The $25,000 Western Canadian Championships were introduced in 2010 by the Canadian Equestrian Development League and the Alberta Hunter Horse Society, two Alberta equestrian organizations formed to encourage and grow the sport of show jumping at the grass roots level.
The Rocky Mountain Classic III concluded the three-week Rocky Mountain Classic show jumping tournaments. RockyMountain Show Jumping hosts its tournaments at Anderson Ranch in Calgary’s south end, a world-class facility featuring permanent stabling for 300 horses and a grass grand prix field complete with natural obstacles. For more information on Rocky Mountain Show Jumping, please visit www.rmshowjumping.com.

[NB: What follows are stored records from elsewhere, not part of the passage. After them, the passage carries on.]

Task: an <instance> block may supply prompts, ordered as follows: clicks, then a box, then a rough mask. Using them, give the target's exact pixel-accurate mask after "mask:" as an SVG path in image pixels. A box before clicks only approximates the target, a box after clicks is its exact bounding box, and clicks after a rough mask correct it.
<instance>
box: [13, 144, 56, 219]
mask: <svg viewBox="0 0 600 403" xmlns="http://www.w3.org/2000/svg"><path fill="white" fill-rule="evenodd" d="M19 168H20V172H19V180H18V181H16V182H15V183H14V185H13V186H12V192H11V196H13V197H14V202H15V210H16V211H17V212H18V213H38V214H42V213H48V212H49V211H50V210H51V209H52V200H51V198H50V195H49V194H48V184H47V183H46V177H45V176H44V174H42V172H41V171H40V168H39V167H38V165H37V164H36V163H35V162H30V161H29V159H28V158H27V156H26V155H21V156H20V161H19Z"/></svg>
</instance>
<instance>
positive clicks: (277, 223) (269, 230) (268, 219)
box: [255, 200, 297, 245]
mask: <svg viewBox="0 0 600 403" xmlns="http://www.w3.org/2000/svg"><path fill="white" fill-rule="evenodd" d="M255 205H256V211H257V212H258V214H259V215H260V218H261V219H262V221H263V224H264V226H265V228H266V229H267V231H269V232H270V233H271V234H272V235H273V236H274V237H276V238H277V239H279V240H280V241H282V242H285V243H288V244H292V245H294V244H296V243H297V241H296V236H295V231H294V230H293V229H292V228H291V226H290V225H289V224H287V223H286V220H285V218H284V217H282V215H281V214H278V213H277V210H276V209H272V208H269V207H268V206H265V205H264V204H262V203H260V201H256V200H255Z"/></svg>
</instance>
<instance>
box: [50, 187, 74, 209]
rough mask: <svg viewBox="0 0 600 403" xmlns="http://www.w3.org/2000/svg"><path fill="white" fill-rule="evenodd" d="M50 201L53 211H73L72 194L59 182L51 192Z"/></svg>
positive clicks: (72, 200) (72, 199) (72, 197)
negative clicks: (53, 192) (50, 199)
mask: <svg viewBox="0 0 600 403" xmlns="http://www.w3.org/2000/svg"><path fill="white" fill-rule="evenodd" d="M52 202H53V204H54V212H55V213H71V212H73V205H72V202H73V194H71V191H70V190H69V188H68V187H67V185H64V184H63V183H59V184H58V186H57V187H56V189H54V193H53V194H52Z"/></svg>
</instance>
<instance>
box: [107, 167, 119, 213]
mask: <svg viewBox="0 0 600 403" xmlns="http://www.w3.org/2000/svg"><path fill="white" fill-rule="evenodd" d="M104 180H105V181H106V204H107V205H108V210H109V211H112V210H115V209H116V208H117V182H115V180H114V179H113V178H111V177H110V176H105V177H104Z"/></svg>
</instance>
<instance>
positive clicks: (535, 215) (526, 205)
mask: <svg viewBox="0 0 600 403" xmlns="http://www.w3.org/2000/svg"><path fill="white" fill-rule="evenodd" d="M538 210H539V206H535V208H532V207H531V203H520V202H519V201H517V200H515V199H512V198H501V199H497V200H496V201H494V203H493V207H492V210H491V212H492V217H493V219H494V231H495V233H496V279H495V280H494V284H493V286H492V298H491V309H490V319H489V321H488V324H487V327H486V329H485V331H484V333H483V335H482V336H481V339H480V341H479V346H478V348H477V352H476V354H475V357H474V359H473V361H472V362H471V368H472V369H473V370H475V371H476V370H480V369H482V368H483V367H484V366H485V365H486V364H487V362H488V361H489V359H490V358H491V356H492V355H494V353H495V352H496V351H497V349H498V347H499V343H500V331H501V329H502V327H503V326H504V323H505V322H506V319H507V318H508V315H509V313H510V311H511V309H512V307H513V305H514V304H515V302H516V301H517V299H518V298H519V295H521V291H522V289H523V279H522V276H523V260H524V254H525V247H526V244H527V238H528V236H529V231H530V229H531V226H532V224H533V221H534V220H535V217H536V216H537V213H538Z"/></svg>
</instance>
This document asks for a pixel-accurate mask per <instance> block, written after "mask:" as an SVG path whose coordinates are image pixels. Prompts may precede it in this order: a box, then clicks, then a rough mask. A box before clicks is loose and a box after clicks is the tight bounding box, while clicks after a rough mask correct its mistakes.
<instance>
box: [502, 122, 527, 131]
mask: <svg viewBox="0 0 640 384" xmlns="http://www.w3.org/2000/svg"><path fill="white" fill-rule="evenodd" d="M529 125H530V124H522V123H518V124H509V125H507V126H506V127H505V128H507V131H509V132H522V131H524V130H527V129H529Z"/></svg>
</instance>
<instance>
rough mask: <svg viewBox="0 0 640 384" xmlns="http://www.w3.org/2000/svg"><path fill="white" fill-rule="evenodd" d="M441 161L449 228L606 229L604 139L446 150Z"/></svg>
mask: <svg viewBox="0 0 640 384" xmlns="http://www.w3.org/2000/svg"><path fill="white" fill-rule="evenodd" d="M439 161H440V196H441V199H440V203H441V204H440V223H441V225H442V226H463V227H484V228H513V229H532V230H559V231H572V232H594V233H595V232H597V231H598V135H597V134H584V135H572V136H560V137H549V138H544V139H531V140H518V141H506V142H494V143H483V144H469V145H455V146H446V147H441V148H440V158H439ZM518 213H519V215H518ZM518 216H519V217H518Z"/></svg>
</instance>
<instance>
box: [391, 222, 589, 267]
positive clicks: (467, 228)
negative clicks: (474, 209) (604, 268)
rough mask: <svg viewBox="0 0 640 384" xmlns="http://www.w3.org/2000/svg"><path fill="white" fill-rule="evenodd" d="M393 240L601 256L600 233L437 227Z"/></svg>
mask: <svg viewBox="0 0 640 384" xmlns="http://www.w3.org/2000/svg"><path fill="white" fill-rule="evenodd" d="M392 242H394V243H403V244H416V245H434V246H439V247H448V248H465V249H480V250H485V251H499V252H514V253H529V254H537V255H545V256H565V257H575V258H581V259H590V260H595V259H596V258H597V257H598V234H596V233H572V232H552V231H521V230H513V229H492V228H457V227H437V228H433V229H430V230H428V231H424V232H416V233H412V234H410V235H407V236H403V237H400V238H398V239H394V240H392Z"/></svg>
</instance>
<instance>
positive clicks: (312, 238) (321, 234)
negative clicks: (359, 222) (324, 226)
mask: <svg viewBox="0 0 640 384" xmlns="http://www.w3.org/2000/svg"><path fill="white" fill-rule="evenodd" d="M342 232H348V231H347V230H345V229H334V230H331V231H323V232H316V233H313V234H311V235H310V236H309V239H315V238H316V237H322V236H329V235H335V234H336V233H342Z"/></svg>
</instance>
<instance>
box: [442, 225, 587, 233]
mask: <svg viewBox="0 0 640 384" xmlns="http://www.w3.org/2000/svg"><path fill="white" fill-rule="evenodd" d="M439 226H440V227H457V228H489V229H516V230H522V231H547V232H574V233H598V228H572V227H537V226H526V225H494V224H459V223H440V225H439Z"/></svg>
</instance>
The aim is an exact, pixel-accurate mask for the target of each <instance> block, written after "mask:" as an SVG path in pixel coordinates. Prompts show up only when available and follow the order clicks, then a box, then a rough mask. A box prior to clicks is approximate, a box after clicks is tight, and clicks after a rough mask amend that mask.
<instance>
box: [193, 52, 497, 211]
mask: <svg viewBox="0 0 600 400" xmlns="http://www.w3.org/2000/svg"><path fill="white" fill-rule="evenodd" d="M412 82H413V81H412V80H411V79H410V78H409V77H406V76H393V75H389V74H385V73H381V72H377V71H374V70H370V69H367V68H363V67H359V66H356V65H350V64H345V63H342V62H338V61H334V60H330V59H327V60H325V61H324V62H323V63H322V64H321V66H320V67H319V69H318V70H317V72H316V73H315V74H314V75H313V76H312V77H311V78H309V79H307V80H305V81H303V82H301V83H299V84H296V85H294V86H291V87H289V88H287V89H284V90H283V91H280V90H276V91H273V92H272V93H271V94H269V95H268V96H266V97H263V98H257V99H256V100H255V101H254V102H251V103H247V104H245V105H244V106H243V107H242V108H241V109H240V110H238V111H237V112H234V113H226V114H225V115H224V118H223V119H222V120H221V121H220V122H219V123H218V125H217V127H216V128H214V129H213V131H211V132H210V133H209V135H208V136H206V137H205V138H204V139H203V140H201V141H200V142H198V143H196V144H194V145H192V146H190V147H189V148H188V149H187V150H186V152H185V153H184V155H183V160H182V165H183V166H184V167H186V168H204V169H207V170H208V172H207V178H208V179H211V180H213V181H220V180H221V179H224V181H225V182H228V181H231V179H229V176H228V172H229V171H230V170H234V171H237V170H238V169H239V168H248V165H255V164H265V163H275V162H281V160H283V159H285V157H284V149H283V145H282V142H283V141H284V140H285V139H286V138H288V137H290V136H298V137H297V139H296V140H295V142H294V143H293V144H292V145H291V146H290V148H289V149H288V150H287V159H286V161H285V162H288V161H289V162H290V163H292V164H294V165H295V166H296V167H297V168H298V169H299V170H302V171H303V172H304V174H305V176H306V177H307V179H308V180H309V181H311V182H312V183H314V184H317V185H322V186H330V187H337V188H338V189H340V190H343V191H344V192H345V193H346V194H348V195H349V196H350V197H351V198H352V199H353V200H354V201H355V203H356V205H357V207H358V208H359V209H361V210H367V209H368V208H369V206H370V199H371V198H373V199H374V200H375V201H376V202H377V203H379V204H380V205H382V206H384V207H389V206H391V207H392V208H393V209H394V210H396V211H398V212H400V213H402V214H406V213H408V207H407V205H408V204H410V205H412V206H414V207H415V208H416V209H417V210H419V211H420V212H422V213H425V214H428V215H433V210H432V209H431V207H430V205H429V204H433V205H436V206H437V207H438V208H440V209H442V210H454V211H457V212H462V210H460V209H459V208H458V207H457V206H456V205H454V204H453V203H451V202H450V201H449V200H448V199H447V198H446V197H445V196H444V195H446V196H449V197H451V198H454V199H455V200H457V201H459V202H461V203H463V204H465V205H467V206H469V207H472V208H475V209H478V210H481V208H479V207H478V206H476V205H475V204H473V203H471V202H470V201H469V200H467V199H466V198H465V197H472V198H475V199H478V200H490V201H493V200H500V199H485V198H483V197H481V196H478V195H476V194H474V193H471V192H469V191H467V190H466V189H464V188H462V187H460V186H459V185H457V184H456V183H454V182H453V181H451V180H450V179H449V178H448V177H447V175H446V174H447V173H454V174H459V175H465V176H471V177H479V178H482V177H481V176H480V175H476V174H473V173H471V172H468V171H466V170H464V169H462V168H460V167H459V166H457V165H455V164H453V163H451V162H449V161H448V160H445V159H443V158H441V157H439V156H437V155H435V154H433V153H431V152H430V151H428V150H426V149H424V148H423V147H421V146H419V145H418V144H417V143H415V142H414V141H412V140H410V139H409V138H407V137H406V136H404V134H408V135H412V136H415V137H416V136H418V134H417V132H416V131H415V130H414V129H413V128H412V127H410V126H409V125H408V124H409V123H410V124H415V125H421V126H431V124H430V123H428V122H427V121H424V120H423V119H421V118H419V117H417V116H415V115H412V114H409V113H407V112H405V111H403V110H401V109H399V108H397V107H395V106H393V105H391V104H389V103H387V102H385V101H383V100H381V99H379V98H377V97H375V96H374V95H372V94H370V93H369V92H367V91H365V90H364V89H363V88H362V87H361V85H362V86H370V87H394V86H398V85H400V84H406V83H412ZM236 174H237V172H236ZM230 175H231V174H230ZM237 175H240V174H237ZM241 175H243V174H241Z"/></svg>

Photos:--Kate Jackman-Atkinson of Neepawa, MB, and Neopolitan won the 1.10m division of the inaugural $25,000 Western Canadian Championships at the Rocky Mountain Classic III at Anderson Ranch in Calgary, AB.
--Lynn Teasell (left) of Okotoks, AB, and Glynis Barnes celebrating their domination of the 1.15m division of the Western Canadian Championships.
--Caroline Jones (left) of Rocky Mountain Show Jumping and presenting sponsor Jennifer Ward (right) of Starting Gate Communications congratulate Melissa Macdonald and Fate on their victory in the 1.20m. division of the Western Canadian Championships.